T-Rex Engine and Performance
Something has to make squeezing into the low, tiny T-Rex worth the effort. In this case, it's the powerful engine that's mounted behind the driver's seat.
The T-Rex is powered by a 1.4-liter, DOHC, inline four-cylinder motorcycle engine. The engine comes from the Kawasaki Ninja ZX-14, one of the fastest production motorcycles in the world. In this application, the ZX-14 engine puts out 197 horsepower -- the same as a Honda Civic Si sport sedan -- but in a body that weighs just over 1,000 pounds (453.6 kilograms). Combine that with an 11,000 RPM redline and you've got a three-wheeler that can do zero to 60 miles per hour (96.6 kilometers per hour) in just four seconds. That's fast by almost anyone's definition [source: Jacquot].

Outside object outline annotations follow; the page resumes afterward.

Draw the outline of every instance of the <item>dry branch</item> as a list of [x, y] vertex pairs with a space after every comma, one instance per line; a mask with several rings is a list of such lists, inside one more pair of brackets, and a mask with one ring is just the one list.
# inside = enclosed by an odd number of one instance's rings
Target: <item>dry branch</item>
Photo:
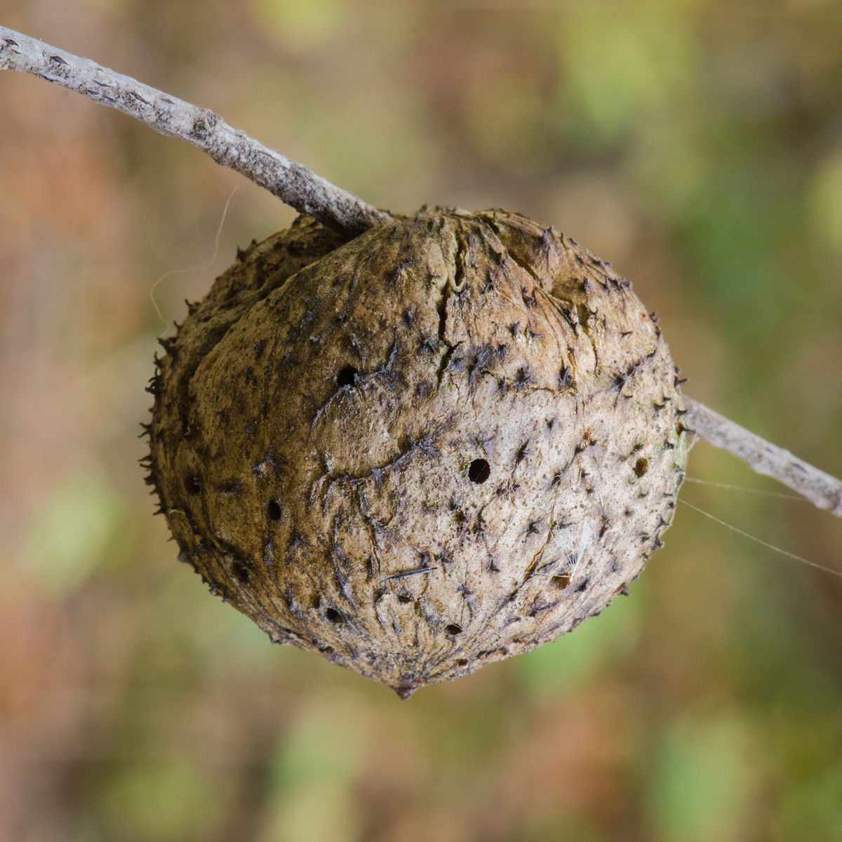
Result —
[[770, 444], [765, 439], [708, 409], [703, 403], [685, 396], [687, 426], [715, 447], [742, 459], [758, 473], [774, 477], [779, 482], [806, 497], [819, 509], [842, 517], [842, 482], [823, 471], [808, 465], [789, 450]]
[[302, 164], [232, 128], [213, 111], [4, 26], [0, 26], [0, 69], [32, 73], [142, 120], [162, 135], [186, 141], [341, 233], [355, 236], [390, 219]]
[[[218, 115], [170, 96], [87, 58], [0, 26], [0, 69], [19, 70], [83, 93], [180, 138], [237, 170], [287, 205], [346, 236], [392, 216], [326, 181], [302, 164], [269, 149]], [[759, 473], [795, 489], [821, 509], [842, 517], [842, 482], [788, 451], [685, 398], [687, 425], [716, 447], [738, 456]]]

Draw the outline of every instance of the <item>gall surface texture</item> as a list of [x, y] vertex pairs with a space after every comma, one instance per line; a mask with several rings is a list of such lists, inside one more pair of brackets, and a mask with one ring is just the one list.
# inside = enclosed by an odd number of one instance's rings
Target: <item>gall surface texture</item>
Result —
[[660, 330], [525, 217], [350, 242], [301, 217], [163, 344], [150, 482], [181, 557], [404, 697], [599, 614], [672, 520], [690, 436]]

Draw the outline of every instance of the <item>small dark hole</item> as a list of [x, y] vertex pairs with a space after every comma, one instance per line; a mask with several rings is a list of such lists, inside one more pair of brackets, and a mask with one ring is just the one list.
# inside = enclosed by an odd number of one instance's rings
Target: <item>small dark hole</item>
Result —
[[345, 365], [339, 369], [339, 372], [336, 376], [336, 385], [340, 387], [352, 386], [356, 381], [358, 374], [360, 372], [353, 365]]
[[243, 562], [239, 559], [234, 562], [231, 566], [232, 573], [243, 584], [248, 584], [248, 577], [251, 575], [251, 570], [248, 568], [248, 562]]
[[491, 466], [484, 459], [475, 459], [468, 466], [468, 479], [472, 482], [484, 482], [491, 476]]

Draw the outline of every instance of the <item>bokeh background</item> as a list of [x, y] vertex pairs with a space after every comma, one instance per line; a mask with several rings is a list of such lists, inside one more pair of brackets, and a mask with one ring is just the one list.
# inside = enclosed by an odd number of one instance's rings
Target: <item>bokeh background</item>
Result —
[[[842, 475], [837, 0], [0, 13], [381, 206], [554, 224], [658, 311], [689, 394]], [[0, 839], [842, 839], [842, 578], [688, 506], [630, 599], [408, 702], [211, 598], [152, 517], [144, 386], [293, 214], [40, 80], [0, 75]], [[704, 443], [689, 474], [786, 492]], [[682, 497], [842, 571], [826, 513]]]

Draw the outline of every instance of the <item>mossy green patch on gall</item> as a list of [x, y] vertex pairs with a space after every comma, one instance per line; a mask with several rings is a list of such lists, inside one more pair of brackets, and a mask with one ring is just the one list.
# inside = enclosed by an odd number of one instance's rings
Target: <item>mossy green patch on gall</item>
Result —
[[689, 442], [657, 322], [523, 216], [349, 242], [301, 217], [165, 351], [150, 479], [182, 557], [404, 696], [599, 614], [672, 519]]

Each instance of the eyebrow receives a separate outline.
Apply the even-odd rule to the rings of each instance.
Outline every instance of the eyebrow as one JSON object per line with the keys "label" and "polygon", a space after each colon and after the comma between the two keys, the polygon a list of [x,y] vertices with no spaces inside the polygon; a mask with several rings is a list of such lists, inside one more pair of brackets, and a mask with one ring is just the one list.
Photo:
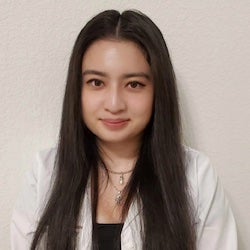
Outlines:
{"label": "eyebrow", "polygon": [[[84,70],[82,73],[82,76],[85,75],[98,75],[98,76],[102,76],[102,77],[108,77],[108,74],[106,74],[105,72],[101,72],[98,70]],[[122,78],[131,78],[131,77],[144,77],[147,80],[150,80],[150,75],[144,72],[134,72],[134,73],[128,73],[128,74],[123,74]]]}

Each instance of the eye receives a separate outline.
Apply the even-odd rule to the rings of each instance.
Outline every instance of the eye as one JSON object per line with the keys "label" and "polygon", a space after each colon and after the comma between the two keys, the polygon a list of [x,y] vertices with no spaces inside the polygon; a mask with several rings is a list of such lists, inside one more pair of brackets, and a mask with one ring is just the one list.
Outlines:
{"label": "eye", "polygon": [[144,87],[145,85],[142,84],[142,83],[140,83],[140,82],[133,81],[133,82],[128,83],[128,86],[129,86],[131,89],[138,89],[138,88]]}
{"label": "eye", "polygon": [[87,84],[93,87],[101,87],[103,85],[103,81],[98,80],[98,79],[90,79],[87,81]]}

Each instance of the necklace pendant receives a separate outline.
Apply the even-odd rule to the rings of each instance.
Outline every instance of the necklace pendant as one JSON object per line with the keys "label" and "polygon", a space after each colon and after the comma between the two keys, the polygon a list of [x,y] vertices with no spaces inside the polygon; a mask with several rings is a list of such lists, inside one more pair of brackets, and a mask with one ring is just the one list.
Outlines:
{"label": "necklace pendant", "polygon": [[123,185],[123,184],[124,184],[124,177],[123,177],[123,174],[120,175],[119,183],[120,183],[120,185]]}
{"label": "necklace pendant", "polygon": [[115,202],[117,205],[121,205],[121,201],[122,201],[122,191],[118,191],[115,197]]}

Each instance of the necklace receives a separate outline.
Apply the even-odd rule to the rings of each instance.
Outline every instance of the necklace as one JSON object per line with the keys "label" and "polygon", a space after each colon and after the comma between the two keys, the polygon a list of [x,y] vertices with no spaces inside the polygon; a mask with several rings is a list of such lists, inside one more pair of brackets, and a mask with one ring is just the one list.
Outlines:
{"label": "necklace", "polygon": [[134,169],[130,169],[130,170],[125,171],[125,172],[116,172],[116,171],[113,171],[113,170],[108,169],[108,172],[111,173],[111,174],[120,175],[120,176],[119,176],[119,184],[120,184],[120,185],[123,185],[123,184],[124,184],[124,175],[125,175],[125,174],[131,173],[133,170],[134,170]]}
{"label": "necklace", "polygon": [[115,196],[115,203],[116,203],[116,205],[120,206],[122,204],[122,199],[123,199],[122,192],[123,192],[124,188],[122,190],[118,189],[111,181],[110,181],[110,184],[117,192],[117,194]]}

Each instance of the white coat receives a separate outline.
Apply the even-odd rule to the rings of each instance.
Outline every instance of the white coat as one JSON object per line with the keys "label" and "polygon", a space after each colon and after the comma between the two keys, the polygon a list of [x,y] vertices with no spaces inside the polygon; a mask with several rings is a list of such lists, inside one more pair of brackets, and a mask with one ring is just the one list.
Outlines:
{"label": "white coat", "polygon": [[[209,159],[202,153],[185,147],[188,181],[197,215],[198,250],[236,250],[235,220]],[[24,189],[13,210],[11,220],[12,250],[28,250],[39,217],[50,192],[55,149],[37,154],[31,171],[27,172]],[[90,187],[84,197],[80,212],[77,249],[91,249]],[[84,228],[84,230],[82,230]],[[121,233],[122,250],[142,248],[140,236],[140,211],[132,203]]]}

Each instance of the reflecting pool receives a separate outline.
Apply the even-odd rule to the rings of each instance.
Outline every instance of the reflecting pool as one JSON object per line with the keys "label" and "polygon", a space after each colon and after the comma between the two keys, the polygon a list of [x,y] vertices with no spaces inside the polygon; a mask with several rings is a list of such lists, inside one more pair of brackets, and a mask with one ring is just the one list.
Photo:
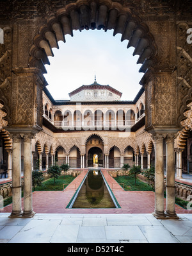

As motorcycle-like as it is, there are some car elements too. It has a steering wheel, three pedals, and a stick-shift transmission. (Automatic transmission users need not apply here.) However, unlike a car, it uses the Kawasaki's six-speed sequential transmission, meaning the driver has to shift through each gear one at a time, just like a bike. It also has all the gauges you would expect on either machine, like a speedometer, tachometer and a fuel gauge just to name a few. Campagna claims a quarter-mile (.4 kilometers) time of about 12 seconds and lateral acceleration of 1.3 g, which is much more than most high-end performance cars.
So how does it drive? It's incredibly fast, not so comfortable, and requires constant attention to keep it from flying off the road. It's also downright terrifying. Its small size means your head might bump into someone else's side mirror. But the truth is, the T-Rex is one of the most hardcore performance machines you can buy.